Anwendungsfälle des Earnings Power Value
Aus der eben dargestellten Analogie zur DCF-Bewertung wird relativ schnell klar, dass die Anwendung des Earnings Power Value Ansatzes nur sinnvoll erscheint, wenn das betrachtete Unternehmen im aktuellen Setup bereits einen positiven Cash Flow erwirtschaftet bzw. mindestens nach Zurückfahren der Wachstumsinvestitionen einen positiven Cash Flow erwirtschaften würde bzw. könnte.
Der EPV eignet sich deshalb aus meiner Sicht ganz generell vor allem für so genannte Zykliker, für Restrukturierungsfälle (Peter Lynch bezeichnet diese als Turnarounds) sowie für etablierte, Cash Flow-positive Unternehmen mit einem überschaubaren Wachstum.
Für Unternehmen in einem etwas früheren Stadium könnte der EPV-Ansatz ggf. nach Unterstellung einer gewissen Wachstumsphase sinnvoll sein… heißt also z.B. für 5 weitere Jahre zunächst Realisierung eines gewissen Wachstumspotenzials und für die Ermittlung des Endwertes dann Unterstellung eines Null-Wachstums inklusive des beschriebenen Zurückfahrens der bisher aufgewendeten Mittel für die Erzielung weiteren Wachstums (Opex und CapEx).

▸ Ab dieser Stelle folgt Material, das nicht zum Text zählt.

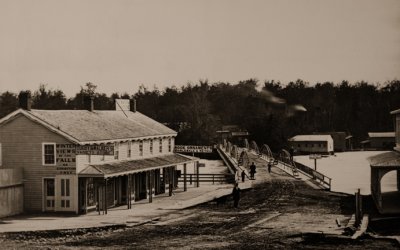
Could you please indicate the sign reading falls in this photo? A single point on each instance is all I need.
(193, 149)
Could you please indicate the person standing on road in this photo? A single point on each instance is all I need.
(236, 195)
(252, 170)
(291, 152)
(243, 175)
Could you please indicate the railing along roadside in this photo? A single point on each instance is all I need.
(210, 178)
(295, 166)
(321, 178)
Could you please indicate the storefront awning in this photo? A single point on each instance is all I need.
(385, 160)
(128, 167)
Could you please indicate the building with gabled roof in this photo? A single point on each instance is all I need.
(81, 160)
(306, 144)
(387, 202)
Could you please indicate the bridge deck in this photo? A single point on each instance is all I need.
(391, 202)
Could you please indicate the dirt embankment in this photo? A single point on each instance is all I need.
(272, 215)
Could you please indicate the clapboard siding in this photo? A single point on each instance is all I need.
(22, 148)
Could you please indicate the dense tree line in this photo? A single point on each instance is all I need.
(271, 112)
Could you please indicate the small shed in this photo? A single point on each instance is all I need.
(381, 140)
(312, 144)
(386, 202)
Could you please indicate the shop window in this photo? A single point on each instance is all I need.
(65, 193)
(129, 149)
(116, 151)
(49, 154)
(49, 187)
(90, 193)
(141, 148)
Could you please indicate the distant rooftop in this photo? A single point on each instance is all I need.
(86, 126)
(381, 134)
(311, 138)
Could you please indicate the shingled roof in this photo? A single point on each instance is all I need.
(133, 166)
(311, 138)
(83, 126)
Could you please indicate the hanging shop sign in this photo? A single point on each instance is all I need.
(95, 150)
(193, 149)
(66, 158)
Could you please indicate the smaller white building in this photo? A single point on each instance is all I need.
(305, 144)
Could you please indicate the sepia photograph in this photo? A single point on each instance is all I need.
(200, 124)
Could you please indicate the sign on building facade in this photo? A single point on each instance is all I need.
(66, 155)
(193, 149)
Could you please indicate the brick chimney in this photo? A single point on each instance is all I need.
(25, 101)
(88, 103)
(133, 105)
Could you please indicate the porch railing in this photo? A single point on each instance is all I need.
(210, 178)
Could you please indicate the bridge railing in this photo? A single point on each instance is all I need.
(321, 178)
(210, 178)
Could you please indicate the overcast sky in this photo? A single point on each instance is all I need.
(119, 45)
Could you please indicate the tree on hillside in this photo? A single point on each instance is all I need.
(48, 99)
(8, 103)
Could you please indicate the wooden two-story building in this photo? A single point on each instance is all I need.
(81, 160)
(387, 202)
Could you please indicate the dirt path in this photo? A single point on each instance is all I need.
(280, 214)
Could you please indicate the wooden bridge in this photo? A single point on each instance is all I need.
(239, 159)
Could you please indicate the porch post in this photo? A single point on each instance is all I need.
(150, 188)
(170, 180)
(86, 195)
(398, 179)
(105, 196)
(127, 198)
(184, 178)
(98, 197)
(197, 174)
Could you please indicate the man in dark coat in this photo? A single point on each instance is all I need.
(236, 195)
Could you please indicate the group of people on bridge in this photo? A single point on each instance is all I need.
(236, 189)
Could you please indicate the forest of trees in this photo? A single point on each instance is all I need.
(271, 111)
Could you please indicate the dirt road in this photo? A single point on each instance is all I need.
(281, 214)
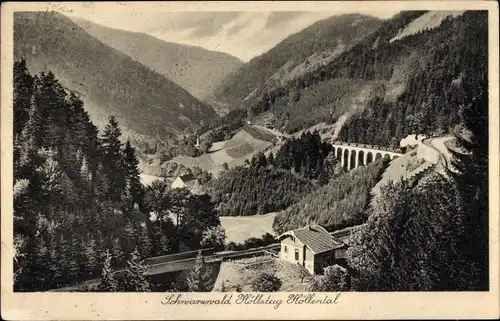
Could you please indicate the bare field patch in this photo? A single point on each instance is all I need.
(240, 228)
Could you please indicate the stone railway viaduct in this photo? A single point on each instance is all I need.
(353, 155)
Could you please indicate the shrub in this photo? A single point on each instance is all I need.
(335, 278)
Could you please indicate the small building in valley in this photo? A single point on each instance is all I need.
(313, 248)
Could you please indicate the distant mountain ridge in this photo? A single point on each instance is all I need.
(195, 69)
(109, 82)
(314, 46)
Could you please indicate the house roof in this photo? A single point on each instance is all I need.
(315, 237)
(187, 177)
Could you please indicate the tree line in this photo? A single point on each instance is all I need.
(452, 61)
(428, 236)
(340, 203)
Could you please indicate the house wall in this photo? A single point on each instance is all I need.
(305, 257)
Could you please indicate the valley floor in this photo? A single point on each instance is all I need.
(240, 228)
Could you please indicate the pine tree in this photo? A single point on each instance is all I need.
(108, 281)
(145, 246)
(23, 92)
(136, 278)
(199, 279)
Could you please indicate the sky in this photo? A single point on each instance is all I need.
(243, 34)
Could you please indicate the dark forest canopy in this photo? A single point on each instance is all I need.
(272, 183)
(340, 203)
(78, 200)
(441, 70)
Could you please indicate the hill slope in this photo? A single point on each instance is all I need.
(409, 76)
(108, 81)
(197, 70)
(316, 45)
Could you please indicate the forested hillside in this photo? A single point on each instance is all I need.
(312, 47)
(79, 207)
(340, 203)
(109, 82)
(195, 69)
(404, 86)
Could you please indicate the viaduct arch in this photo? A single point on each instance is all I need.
(353, 155)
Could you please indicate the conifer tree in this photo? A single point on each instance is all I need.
(112, 160)
(131, 168)
(199, 279)
(136, 278)
(23, 92)
(108, 281)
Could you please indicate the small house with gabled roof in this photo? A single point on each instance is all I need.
(312, 247)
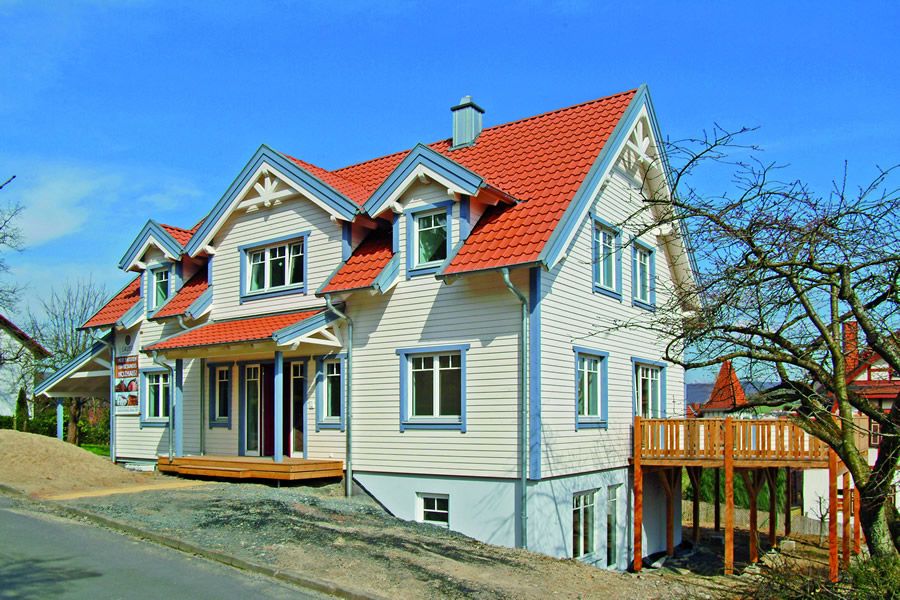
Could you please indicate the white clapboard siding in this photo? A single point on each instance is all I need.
(572, 314)
(293, 217)
(477, 310)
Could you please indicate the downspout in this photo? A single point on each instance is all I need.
(348, 460)
(155, 357)
(523, 405)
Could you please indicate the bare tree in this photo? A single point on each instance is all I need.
(779, 271)
(56, 326)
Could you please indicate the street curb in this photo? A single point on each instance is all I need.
(310, 583)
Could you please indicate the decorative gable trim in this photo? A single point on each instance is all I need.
(152, 234)
(325, 196)
(422, 161)
(576, 212)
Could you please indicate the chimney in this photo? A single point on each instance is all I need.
(466, 123)
(851, 344)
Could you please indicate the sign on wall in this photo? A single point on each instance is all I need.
(126, 385)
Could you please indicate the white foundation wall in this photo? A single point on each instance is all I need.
(550, 515)
(482, 508)
(572, 314)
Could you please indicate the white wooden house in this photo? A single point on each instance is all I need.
(429, 318)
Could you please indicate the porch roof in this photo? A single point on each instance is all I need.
(246, 330)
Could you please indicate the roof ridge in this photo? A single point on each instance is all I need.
(498, 126)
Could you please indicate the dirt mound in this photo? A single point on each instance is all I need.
(40, 465)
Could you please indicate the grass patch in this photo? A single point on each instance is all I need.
(98, 449)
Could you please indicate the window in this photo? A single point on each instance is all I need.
(431, 238)
(607, 260)
(583, 524)
(590, 388)
(157, 395)
(274, 268)
(648, 391)
(432, 385)
(612, 525)
(160, 291)
(435, 509)
(330, 392)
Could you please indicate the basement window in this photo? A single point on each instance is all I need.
(434, 509)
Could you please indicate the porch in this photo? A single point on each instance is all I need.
(251, 467)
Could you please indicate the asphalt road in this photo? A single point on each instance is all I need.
(44, 556)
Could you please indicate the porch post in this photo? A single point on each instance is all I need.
(179, 408)
(279, 407)
(59, 418)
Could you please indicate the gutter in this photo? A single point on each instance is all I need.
(348, 459)
(523, 406)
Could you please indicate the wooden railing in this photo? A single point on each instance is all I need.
(762, 439)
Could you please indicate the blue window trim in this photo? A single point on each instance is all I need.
(289, 373)
(635, 361)
(148, 287)
(323, 422)
(407, 422)
(593, 422)
(147, 421)
(411, 269)
(245, 250)
(636, 245)
(616, 292)
(212, 399)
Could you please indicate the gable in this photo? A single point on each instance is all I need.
(270, 179)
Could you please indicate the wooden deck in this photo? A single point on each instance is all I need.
(251, 467)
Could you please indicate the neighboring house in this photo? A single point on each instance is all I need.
(474, 270)
(870, 377)
(18, 355)
(724, 398)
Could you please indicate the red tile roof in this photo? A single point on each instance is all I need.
(253, 329)
(189, 292)
(541, 160)
(728, 393)
(121, 303)
(364, 265)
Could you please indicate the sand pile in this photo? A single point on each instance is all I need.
(40, 465)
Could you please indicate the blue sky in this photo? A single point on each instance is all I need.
(114, 112)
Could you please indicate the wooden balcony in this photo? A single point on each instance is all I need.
(251, 467)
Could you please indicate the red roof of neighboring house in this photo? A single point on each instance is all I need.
(121, 303)
(364, 265)
(27, 340)
(541, 160)
(186, 296)
(728, 393)
(252, 329)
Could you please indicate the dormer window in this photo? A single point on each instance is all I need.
(160, 287)
(431, 238)
(274, 268)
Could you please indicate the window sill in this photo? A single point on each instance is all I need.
(329, 425)
(592, 424)
(643, 305)
(599, 289)
(429, 269)
(249, 297)
(456, 425)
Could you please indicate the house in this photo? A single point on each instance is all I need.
(426, 320)
(870, 377)
(18, 354)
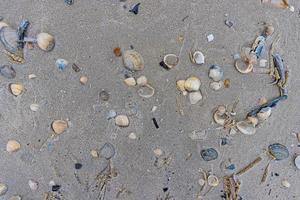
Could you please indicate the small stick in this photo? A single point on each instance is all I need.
(249, 166)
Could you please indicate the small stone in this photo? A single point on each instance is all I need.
(132, 136)
(3, 189)
(34, 185)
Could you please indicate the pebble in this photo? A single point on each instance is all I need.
(107, 151)
(3, 189)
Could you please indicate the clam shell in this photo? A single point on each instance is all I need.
(278, 151)
(122, 121)
(59, 126)
(195, 97)
(192, 84)
(209, 154)
(12, 146)
(45, 41)
(212, 180)
(246, 127)
(216, 73)
(7, 71)
(133, 60)
(16, 88)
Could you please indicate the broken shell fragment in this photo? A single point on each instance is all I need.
(45, 41)
(59, 126)
(122, 121)
(133, 60)
(192, 84)
(278, 151)
(7, 71)
(216, 73)
(212, 180)
(12, 146)
(130, 81)
(195, 97)
(209, 154)
(16, 88)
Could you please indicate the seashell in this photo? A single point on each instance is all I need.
(246, 127)
(198, 58)
(216, 73)
(297, 162)
(216, 85)
(45, 41)
(130, 81)
(12, 146)
(107, 151)
(59, 126)
(122, 121)
(285, 184)
(195, 97)
(16, 88)
(142, 81)
(278, 151)
(34, 107)
(7, 71)
(213, 181)
(83, 80)
(133, 60)
(61, 63)
(192, 84)
(34, 185)
(3, 189)
(209, 154)
(180, 85)
(264, 113)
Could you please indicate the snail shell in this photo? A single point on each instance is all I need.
(45, 41)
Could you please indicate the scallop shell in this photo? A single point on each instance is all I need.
(195, 97)
(122, 121)
(278, 151)
(16, 88)
(192, 84)
(45, 41)
(246, 127)
(133, 60)
(213, 181)
(12, 146)
(216, 73)
(59, 126)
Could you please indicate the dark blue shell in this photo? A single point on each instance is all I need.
(279, 151)
(209, 154)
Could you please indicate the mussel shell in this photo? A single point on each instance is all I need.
(278, 151)
(209, 154)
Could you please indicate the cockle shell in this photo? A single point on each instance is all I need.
(16, 88)
(216, 73)
(122, 121)
(59, 126)
(45, 41)
(12, 146)
(192, 84)
(133, 60)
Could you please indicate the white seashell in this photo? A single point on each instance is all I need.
(34, 185)
(130, 81)
(142, 81)
(45, 41)
(216, 85)
(216, 73)
(133, 60)
(195, 97)
(12, 146)
(246, 128)
(192, 84)
(122, 121)
(34, 107)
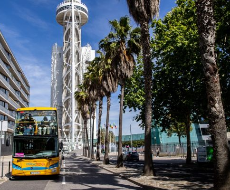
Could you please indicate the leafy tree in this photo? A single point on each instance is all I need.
(143, 12)
(206, 28)
(177, 128)
(109, 81)
(179, 90)
(121, 45)
(222, 17)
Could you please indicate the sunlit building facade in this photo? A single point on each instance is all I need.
(14, 92)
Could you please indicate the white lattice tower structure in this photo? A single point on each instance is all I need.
(71, 14)
(56, 80)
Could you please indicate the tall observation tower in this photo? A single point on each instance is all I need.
(72, 15)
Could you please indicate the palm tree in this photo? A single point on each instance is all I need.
(120, 46)
(109, 83)
(143, 12)
(83, 105)
(91, 85)
(206, 30)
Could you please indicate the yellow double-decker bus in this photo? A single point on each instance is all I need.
(36, 146)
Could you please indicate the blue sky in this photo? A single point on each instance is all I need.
(30, 29)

Zusammenfassung und Key Take Aways
Der Earnings Power Value bzw. EPV Ansatz ist eine Methode zur Unternehmensbewertung, die auf der Annahme eines zukünftigen Null-Wachstums basiert.
Damit ist der EPV vergleichbar mit dem Owner Earnings Ansatz von Warren Buffett, unterscheidet sich von diesem allerdings im Hinblick auf den Bewertungsumfang. Während Buffett quasi vom Start weg nur auf die für die Eigentümer zur Verfügung stehenden Cash Flows schaut, nimmt der Earnings Power Value Ansatz im ersten Schritt eine Gesamtunternehmensperspektive ein (Equity Value versus Entity bzw. Enterprise Value).
Aus der Perspektive der konkreten Modellierung in Excel entspricht der Earnings Power Value im Grunde einem DCF-Ansatz, bei dem über den gesamten Betrachtungshorizont (also Detailplanungs- und Terminal Value-Phase) eine Wachstumsrate von Null unterstellt wird.